Writing in The Wall Street Journal, Robert Frank argues that libertarian activists, unlike our left-wing counterparts, can’t possibly understand what it means to “sell out” and get a “real,” higher paying job in the for-profit sector:
Consider the poor Washington libertarian. Everywhere else in America his type is an exotic species, a coffee-shop heretic who quotes from “Atlas Shrugged” and steers every conversation toward Ron Paul or gold. Take him or leave him, he doesn’t care. He is his own master.
Not so the Beltway variety. Here, in the very home of the taxing, regulating leviathan, the libertarian is such a commonplace and unremarkable bird that no one gives him a second glance. Here he is a factotum of the establishment, a tiny voice in a vast choir assembled by business and its tax-exempt front groups to sing the virtues of the entrepreneur.
And therein lies his dilemma. Almost by definition, our young libertarian’s job is to celebrate the profit motive from the offices of a not-for-profit organization. He is subsidized, in other words, to hymn the unsubsidized way of life. Rugged individualism may be his creed, but a rugged individual he ain’t.
This is more than just an abstract problem, as I discovered last week at a panel discussion hosted by America’s Future Foundation, one of the lesser libertarian nonprofits in the city. The questions that night were whether nonprofit work constituted a “real job” and if moving to the private sector was “selling out” – ideas well known to any liberal do-gooder…
Selling out is not a threat to the market order; selling out is how the market gets its way. Just look at the city in which all these remarks were made. Private-sector Washington is one of the wealthiest places in America. Public-service Washington lags considerably behind. The chance of ditching the one for the other is what accounts for everything from the power of K Street to the infamous “revolving door,” by which a public servant takes a cushy corporate job after engineering some extravagant government favor for the corporation in question – or its clients.
The libertarian nonprofits that line the city’s streets often serve merely to rationalize this operation after the fact, giving a pious shine to the policies that are made in this unholy manner.
Oh no, our cover is blown!
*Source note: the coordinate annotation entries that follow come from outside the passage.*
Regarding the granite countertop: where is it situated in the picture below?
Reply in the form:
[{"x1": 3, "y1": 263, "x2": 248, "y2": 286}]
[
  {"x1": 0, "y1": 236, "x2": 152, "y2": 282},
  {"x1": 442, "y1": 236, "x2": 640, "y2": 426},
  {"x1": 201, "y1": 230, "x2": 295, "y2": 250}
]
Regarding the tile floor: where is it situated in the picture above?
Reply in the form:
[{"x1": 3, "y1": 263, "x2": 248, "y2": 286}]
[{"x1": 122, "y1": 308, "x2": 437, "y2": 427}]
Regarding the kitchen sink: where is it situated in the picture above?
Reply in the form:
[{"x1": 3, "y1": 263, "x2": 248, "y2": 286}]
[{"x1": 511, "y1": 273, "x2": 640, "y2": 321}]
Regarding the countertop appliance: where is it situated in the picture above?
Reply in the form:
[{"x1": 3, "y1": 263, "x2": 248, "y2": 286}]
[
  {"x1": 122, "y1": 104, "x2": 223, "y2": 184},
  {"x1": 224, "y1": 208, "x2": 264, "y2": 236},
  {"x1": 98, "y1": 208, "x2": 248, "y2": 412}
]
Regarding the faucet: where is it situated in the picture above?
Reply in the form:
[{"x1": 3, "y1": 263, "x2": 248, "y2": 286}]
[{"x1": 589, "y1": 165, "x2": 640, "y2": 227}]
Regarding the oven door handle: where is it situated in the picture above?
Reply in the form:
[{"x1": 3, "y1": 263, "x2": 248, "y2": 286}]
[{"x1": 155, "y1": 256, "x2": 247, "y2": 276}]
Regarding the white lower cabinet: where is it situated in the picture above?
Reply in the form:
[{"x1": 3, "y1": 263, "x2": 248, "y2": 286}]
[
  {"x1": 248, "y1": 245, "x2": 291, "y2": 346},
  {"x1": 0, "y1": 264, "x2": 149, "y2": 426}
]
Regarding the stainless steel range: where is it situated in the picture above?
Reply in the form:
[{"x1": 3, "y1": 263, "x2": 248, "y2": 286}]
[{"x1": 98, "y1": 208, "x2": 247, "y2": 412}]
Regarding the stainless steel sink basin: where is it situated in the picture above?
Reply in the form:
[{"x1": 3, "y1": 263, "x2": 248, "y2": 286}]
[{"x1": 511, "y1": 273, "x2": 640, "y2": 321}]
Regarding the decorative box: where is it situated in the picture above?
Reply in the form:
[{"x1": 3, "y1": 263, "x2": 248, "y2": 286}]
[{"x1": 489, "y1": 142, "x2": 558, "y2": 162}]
Cato Institute scholars are clearly in the pocket of the corporate donors who make up less than 10 percent of the organization’s funding. Just look at the site’s front page. There’s Ilya Somin arguing for better eminent domain protections for small property owners against politically connected developers. And here’s Swaminathan Aiyar noting the stupidity of biofuel subsidies that have been forced unwanted upon the nation’s big agricultural companies. Or how about Gerald O’Driscoll, a former Federal Reserve vice president, decrying the Fed’s bailout of Bear Stearns and the sweet deal it negotiated for Morgan Stanley? He’s just itching for a job at one of the other big banking firms.
Reason is even worse. Jacob Sullum’s opposition to the Phillip Morris-backed FDA legislation is merely a clever ploy to hide his friendly relationship with the nation’s largest tobacco company. Or perhaps he’s betting on getting a job with an internet gambling company after helping them crush those weak and defenseless Vegas casinos. Personally, I’m secretly hoping my raw milk article will land me a well-paid appointment shoveling manure at a local dairy. I’m not sure what angle Radley Balko is playing by getting Mississippi Drug War victims off Death Row, but I’m sure it’s something.
And don’t even get me started on the “merry litigators” at the Institute for Justice. They’re currently celebrating their victory on behalf of an Arizona bar owner who may now allow his customers to dance. We can expect IJ attorneys to line up cushy gigs in the Big Dance industry in no time.
Frank is right. We libertarians are conniving for luxurious, generously rewarded jobs in the for-profit sector. We’re just really, really bad it.